Mastodon
sungate.co.uk

sungate.co.uk

Ramblings about stuff

DNS, DHCP, Squid and Network syslog all on the same box …

Should have seen this coming I suppose, but today the server which (a) provides our DNS cache, (b) is our DHCP server, (c) is our web proxy server (Squid) and (d) is our network syslog host, fell over in a heap. The astute observers amongst you will appreciate that this is a Bad Thing.

To be honest, there were rumbles of unhappiness from this server a couple of weeks ago, so I was at least slightly prepared. In fact, I had prepared a failover server for the DNS and DHCP functionality. The box which failed today, let’s call it Box A, gives out itself as the primary DNS server when it serves DHCP leases; the failover server, Box B, gives out itself as the primary DNS. So, if Box A fails, Box B will be available for giving out DHCP leases, and those leases will have a valid DNS server associated with them. This part of my redundant setup behaved as expected, and correctly. However, there were a couple of annoyances associated with it:

  • Other servers on the network have Box A hardcoded as their primary DNS. And, as far as I can tell, even if you change their /etc/resolv.conf to have Box B listed first, that won’t take effect until all network apps, or possibly the network interface itself, is restarted. This is annoying and meant once Box A went tits up, all these other servers on the network were trying to access the non-existent machine. Unless I brought all these others offline (not really a viable option), they were going to be slow and sluggish;
  • Those desktop users who were in early had got a DHCP lease from Box A – this meant that, when it went offline, they had a non-existent DNS server in their configurations, resulting in slow and sluggish behaviour.

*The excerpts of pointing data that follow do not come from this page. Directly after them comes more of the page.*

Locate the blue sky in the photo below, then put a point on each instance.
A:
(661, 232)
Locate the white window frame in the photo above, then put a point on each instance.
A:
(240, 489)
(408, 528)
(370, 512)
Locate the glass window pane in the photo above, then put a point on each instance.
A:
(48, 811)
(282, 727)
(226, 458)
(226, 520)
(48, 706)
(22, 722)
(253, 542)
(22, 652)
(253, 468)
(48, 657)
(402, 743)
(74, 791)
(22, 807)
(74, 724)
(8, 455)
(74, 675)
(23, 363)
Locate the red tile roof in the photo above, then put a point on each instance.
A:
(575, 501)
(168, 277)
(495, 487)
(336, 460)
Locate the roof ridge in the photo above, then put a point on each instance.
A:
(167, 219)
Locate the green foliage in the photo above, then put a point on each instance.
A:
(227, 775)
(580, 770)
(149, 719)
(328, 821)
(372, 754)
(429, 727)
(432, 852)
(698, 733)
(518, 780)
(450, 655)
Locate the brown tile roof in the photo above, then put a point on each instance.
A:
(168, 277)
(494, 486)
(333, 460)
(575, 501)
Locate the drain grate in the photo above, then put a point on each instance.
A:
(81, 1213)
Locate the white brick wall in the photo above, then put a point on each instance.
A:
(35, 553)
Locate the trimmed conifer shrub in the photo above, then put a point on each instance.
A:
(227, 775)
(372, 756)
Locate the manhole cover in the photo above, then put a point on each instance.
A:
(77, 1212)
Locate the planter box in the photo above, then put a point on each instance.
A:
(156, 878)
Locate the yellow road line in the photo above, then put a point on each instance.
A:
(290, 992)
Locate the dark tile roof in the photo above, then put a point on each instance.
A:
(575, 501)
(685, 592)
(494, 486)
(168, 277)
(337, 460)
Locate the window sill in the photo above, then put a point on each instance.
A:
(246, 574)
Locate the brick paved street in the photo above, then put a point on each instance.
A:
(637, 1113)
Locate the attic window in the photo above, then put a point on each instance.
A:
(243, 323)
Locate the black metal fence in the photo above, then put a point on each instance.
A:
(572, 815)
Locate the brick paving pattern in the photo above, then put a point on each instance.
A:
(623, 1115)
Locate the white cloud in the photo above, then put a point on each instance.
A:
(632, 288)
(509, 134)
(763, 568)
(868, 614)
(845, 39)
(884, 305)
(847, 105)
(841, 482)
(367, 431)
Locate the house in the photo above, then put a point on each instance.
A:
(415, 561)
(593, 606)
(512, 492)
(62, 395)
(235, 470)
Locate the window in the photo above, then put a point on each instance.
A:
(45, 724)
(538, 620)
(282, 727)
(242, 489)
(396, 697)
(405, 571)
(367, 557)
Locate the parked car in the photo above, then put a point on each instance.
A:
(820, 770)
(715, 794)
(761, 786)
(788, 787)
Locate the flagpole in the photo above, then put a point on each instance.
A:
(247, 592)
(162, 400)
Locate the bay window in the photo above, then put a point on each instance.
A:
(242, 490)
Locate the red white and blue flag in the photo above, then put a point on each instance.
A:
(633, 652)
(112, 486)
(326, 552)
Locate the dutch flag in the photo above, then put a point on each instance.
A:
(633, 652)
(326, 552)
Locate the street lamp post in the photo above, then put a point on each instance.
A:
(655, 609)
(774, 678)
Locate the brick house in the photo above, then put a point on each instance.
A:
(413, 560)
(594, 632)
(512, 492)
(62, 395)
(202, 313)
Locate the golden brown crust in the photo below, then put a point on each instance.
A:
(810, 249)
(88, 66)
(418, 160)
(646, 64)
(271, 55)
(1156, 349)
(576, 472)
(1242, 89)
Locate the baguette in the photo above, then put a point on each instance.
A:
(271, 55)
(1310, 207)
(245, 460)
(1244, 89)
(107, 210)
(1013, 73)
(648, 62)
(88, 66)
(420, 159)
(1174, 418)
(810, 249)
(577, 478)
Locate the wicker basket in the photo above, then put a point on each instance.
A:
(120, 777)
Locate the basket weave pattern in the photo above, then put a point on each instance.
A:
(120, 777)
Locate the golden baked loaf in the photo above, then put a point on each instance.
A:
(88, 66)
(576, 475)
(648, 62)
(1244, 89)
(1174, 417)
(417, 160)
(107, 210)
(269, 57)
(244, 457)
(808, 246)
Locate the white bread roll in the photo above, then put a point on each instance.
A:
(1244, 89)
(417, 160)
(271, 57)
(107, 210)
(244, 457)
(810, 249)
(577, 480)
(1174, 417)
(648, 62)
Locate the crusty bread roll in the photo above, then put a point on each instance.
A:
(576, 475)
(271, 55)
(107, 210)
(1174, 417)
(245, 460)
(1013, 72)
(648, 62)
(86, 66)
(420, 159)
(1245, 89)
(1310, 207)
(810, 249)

Well, I asked all desktop users to reboot their PCs if they were having difficulties. Prior to doing this, I also made sure that the web proxy (located on the defunct Box A) was bypassed. This helped.

When it came to troubleshooting Box A to actually find out what was wrong, it was just One Thing After Another. Bearing in mind that Box A is a fairly basic rack server with a single SCSI disk on a single SCSI controller, this is what happened:

  1. First, I ran a RAM check. I left this running for about two hours and there were no errors;
  2. Initial investigations suggested that either the SCSI controller or the SCSI disk might be faulty – there were kernel errors which pointed towards this possibility;
  3. I hoped that I might be able to keep the system ‘up’ for long enough to copy everything from the SCSI disk across to a spare IDE disk, then bring up an IDE-only server. This would certainly work if the SCSI setup was to blame;
  4. So, I connected a spare IDE disk and booted up with a Knoppix CD. I created the partitions on the IDE disk and began to format them. After kicking off one of the formats, I went back to my desk to read my email and, on returning, Box A had rebooted itself. Not Good;
  5. I tried this a couple of times, but I kept getting the system hang or reboot;
  6. Eventually I thought “Bugger this …” and decided to cut my losses and perform a fresh OS installation on to the IDE disk. I took the SCSI controller and SCSI disk out of the box and began the install, my plan being to restore most of the system from backups afterwards;
  7. However, fate was against me here too. If my theory that the SCSI system was at fault was correct, then I should have had no problem with a non-SCSI setup. But It Was Not To Be. Kernel panic during installation;
  8. OK, so it’s not the SCSI system that’s at fault. I’m beginning to think that it’s probably the motherboard which is playing up, which is Bad News.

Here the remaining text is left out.